CycleINR: Cycle Implicit Neural Representation for Arbitrary-Scale Volumetric Super-Resolution of Medical Data
- URL: http://arxiv.org/abs/2404.04878v1
- Date: Sun, 7 Apr 2024 08:48:01 GMT
- Title: CycleINR: Cycle Implicit Neural Representation for Arbitrary-Scale Volumetric Super-Resolution of Medical Data
- Authors: Wei Fang, Yuxing Tang, Heng Guo, Mingze Yuan, Tony C. W. Mok, Ke Yan, Jiawen Yao, Xin Chen, Zaiyi Liu, Le Lu, Ling Zhang, Minfeng Xu,
- Abstract summary: CycleINR is a novel enhanced Implicit Neural Representation model for 3D medical data super-resolution.
We introduce a new metric, Slice-wise Noise Level Inconsistency (SNLI), to quantitatively assess inter-slice noise level inconsistency.

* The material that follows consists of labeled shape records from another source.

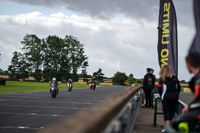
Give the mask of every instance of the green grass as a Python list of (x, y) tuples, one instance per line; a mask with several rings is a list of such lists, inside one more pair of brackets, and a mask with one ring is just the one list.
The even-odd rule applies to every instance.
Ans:
[[(89, 88), (89, 85), (74, 84), (73, 89)], [(66, 83), (59, 84), (59, 90), (67, 89)], [(43, 82), (20, 82), (6, 81), (6, 85), (0, 85), (0, 94), (4, 93), (23, 93), (34, 91), (48, 91), (49, 83)]]

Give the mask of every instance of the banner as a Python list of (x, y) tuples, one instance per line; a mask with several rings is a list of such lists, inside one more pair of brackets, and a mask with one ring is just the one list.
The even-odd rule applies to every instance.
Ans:
[(160, 67), (169, 64), (178, 76), (177, 20), (172, 0), (160, 0), (157, 48)]
[(193, 4), (196, 35), (190, 47), (189, 54), (197, 63), (200, 63), (200, 0), (194, 0)]

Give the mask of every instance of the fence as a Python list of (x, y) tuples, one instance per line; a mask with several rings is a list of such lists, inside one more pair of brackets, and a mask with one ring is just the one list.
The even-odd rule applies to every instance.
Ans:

- Score: 19.085329423308938
- License: http://creativecommons.org/licenses/by/4.0/
- Abstract: In the realm of medical 3D data, such as CT and MRI images, prevalent anisotropic resolution is characterized by high intra-slice but diminished inter-slice resolution. The lowered resolution between adjacent slices poses challenges, hindering optimal viewing experiences and impeding the development of robust downstream analysis algorithms. Various volumetric super-resolution algorithms aim to surmount these challenges, enhancing inter-slice resolution and overall 3D medical imaging quality. However, existing approaches confront inherent challenges: 1) often tailored to specific upsampling factors, lacking flexibility for diverse clinical scenarios; 2) newly generated slices frequently suffer from over-smoothing, degrading fine details, and leading to inter-slice inconsistency. In response, this study presents CycleINR, a novel enhanced Implicit Neural Representation model for 3D medical data volumetric super-resolution. Leveraging the continuity of the learned implicit function, the CycleINR model can achieve results with arbitrary up-sampling rates, eliminating the need for separate training. Additionally, we enhance the grid sampling in CycleINR with a local attention mechanism and mitigate over-smoothing by integrating cycle-consistent loss. We introduce a new metric, Slice-wise Noise Level Inconsistency (SNLI), to quantitatively assess inter-slice noise level inconsistency. The effectiveness of our approach is demonstrated through image quality evaluations on an in-house dataset and a downstream task analysis on the Medical Segmentation Decathlon liver tumor dataset.